Invited Talk Abstracts

Mehrnoosh Sadrzadeh: Ellipsis in Compositional Distributional Semantics

Ellipsis is a natural language phenomenon where part of a sentence is missing and its information must be recovered from its surrounding context, as in “Cats chase dogs and so do foxes.”. Formal semantics offers different methods for resolving ellipsis and recovering the missing information, but the problem has not been considered for distributional semantics, where words have vector embeddings and combinations thereof provide embeddings for sentences. In elliptical sentences these combinations go beyond linear as copying of elided information is necessary. I will talk about recent results in our NAACL 2019 paper, joint with G. Wijnholds, where we develop different models for embedding VP-elliptical sentences using modal sub-exponential categorial grammars. We extend existing verb disambiguation and sentence similarity datasets to ones containing elliptical phrases and evaluate our models on these datasets for a variety of linear and on-linear combinations. Our results show that indeed resolving ellipsis improves the performance of vectors and tensors on these tasks and it also sheds some light on disambiguating their sloppy and strict readings.
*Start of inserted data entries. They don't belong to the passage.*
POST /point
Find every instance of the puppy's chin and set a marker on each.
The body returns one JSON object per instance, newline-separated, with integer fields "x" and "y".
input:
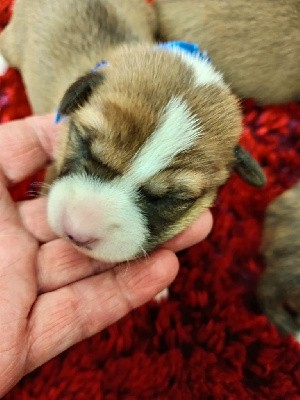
{"x": 100, "y": 218}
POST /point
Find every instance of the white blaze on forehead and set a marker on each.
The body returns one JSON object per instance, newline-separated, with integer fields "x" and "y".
{"x": 205, "y": 73}
{"x": 177, "y": 131}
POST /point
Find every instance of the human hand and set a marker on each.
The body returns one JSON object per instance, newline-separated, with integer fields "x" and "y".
{"x": 52, "y": 296}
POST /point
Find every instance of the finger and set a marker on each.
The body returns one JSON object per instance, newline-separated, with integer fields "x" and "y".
{"x": 193, "y": 234}
{"x": 62, "y": 318}
{"x": 59, "y": 264}
{"x": 26, "y": 146}
{"x": 33, "y": 214}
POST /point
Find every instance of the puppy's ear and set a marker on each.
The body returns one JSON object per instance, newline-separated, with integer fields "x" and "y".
{"x": 248, "y": 168}
{"x": 79, "y": 92}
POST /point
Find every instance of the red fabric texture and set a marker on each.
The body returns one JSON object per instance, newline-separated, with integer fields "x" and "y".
{"x": 209, "y": 340}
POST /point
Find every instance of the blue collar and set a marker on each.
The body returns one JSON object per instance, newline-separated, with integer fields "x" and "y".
{"x": 185, "y": 47}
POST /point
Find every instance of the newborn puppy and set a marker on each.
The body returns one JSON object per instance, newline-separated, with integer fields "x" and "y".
{"x": 149, "y": 137}
{"x": 256, "y": 44}
{"x": 279, "y": 285}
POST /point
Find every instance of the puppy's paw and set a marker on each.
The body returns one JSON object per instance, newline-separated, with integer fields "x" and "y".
{"x": 3, "y": 65}
{"x": 163, "y": 295}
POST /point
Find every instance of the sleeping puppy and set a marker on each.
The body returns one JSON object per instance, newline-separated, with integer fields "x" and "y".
{"x": 149, "y": 137}
{"x": 256, "y": 44}
{"x": 279, "y": 285}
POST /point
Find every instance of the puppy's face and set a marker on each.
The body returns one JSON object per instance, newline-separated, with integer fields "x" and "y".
{"x": 148, "y": 141}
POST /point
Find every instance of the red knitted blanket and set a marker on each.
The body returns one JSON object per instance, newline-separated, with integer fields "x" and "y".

Ellie Pavlick: What should constitute natural language "understanding"?

Natural language processing has become indisputably good over the past few years. We can perform retrieval and question answering with purported super-human accuracy, and can generate full documents of text that seem good enough to pass the Turing test. In light of these successes, it is tempting to attribute the empirical performance to a deeper "understanding" of language that the models have acquired. Measuring natural language "understanding", however, is itself an unsolved research problem. In this talk, I will discuss recent work which attempts to illuminate what it is that state-of-the-art models of language are capturing. I will describe approaches which evaluate the models' inferential behavior, as well as approaches which rely on inspecting the models' internal structure directly. I will conclude with results on human's linguistic inferences, which highlight the challenges involved with developing prescriptivist language tasks for evaluating computational models.

Raffaella Bernardi: Beyond task success: A closer look at jointly learning to see, ask, and GuessWhat

The development of conversational agents that ground language into visual information is a challenging problem that requires the integration of dialogue management skills with multimodal understanding. Recently, visual dialogue settings have entered the scene of the Machine Learning and Computer Vision communities thanks to the construction of visually grounded human-human dialogue datasets against which Neural Network models (NNs) have been challenged.

I will present our work on GuessWhat?! in which two NN agents interact to each other so that one of the two (the Questioner), by asking questions to the other (the Answerer), can guess which object the Answerer has in mind among all the entities in a given image (GuessWhat?!). I will present our Questioner model: it encodes both visual and textual inputs, produces a multimodal representation, generates natural language questions, understands the Answerers' responses and guesses the object. I will compare our model's dialogues with models that exploit much more complex learning paradigms, like Reinforcement Learning, showing that more complex machine learning methods do not necessarily correspond to better dialogue quality or even better quantitative performance.

The talk is based on work available at https://vista-unitn-uva.github.io/